In light of this structure, we've been working on parsing the tremendous volume of words into their bare essentials so that they can be stored and computed to determine whether certain uses of data occurred in compliance with law. Most of our examples have focused on privacy.
Today, the number of sub-rules, elements of rules, and facts are often so voluminous that there is not enough time for a lawyer or team of lawyers to work through them all. So, the lawyer guesses what's likely to be a problem and works from there; the more experienced or talented the lawyer, the more likely that the guess leads to a productive result. Conversely, this likely means that many violations are never discovered. One of the great benefits of our proposed accountability appliance is that it could quickly reason over a massive volume of sub-rules, elements, and facts to identify the transactiions that appear to violate a rule or for which there's insufficient information to make a determination.
Although we haven't discussed it, I think there also will be a benefit to be derived from all of the reasoning that concludes that activities were compliant. I'm going to try to think of some high value examples.

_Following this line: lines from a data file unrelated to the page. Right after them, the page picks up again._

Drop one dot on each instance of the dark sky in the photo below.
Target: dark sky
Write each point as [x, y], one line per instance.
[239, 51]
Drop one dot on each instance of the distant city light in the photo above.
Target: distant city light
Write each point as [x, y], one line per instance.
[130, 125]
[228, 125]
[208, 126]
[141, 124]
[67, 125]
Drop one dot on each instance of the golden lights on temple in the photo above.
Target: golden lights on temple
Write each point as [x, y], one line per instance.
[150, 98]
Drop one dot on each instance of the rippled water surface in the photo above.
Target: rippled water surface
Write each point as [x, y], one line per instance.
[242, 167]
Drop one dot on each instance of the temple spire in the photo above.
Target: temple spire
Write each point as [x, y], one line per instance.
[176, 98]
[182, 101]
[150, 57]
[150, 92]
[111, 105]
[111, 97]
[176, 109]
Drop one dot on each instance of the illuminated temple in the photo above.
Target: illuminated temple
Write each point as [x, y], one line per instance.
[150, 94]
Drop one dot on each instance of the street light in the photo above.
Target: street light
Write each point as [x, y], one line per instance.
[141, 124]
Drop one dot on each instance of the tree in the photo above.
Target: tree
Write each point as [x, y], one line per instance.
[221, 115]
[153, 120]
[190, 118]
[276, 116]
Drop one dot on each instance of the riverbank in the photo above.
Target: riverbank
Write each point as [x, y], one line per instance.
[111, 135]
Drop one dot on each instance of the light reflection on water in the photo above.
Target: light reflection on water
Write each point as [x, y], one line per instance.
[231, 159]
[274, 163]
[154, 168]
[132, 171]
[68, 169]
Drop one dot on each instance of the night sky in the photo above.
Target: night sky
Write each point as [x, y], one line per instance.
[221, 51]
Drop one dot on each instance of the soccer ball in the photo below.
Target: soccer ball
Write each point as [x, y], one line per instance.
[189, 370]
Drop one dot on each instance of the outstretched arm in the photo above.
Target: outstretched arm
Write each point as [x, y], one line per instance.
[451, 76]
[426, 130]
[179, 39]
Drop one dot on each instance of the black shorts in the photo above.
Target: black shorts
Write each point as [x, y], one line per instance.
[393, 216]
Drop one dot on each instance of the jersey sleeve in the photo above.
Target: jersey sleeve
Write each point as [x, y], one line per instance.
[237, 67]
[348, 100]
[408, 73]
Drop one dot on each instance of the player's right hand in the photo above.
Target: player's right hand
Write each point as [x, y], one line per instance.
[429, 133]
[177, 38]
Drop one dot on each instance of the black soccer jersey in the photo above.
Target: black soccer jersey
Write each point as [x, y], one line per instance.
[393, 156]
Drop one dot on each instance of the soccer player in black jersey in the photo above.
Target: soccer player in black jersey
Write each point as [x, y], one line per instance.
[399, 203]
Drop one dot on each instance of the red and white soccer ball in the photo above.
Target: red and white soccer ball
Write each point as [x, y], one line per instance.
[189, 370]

Two additional blogs are coming:
Physically, what does the lawyer expect to see? At the simplest level, lawyers are expecting to see things in terms they recognize and without unfamiliar distractions; even the presence of things like curly brackets or metatags will cause most to insist that the output is unreadable. Because there is so much information, visualization tools present opportunities for presentations that will be intuitively understood.
The 1st Lawyer to Programmer/Programmer to Lawyer Dictionary! Compliance, auditing, privacy, and a host of other topics now have lawyers and system developers interacting regularly. As we've worked on DIG, I've noticed how the same words (e.g., rules, binding, fact) have different meanings."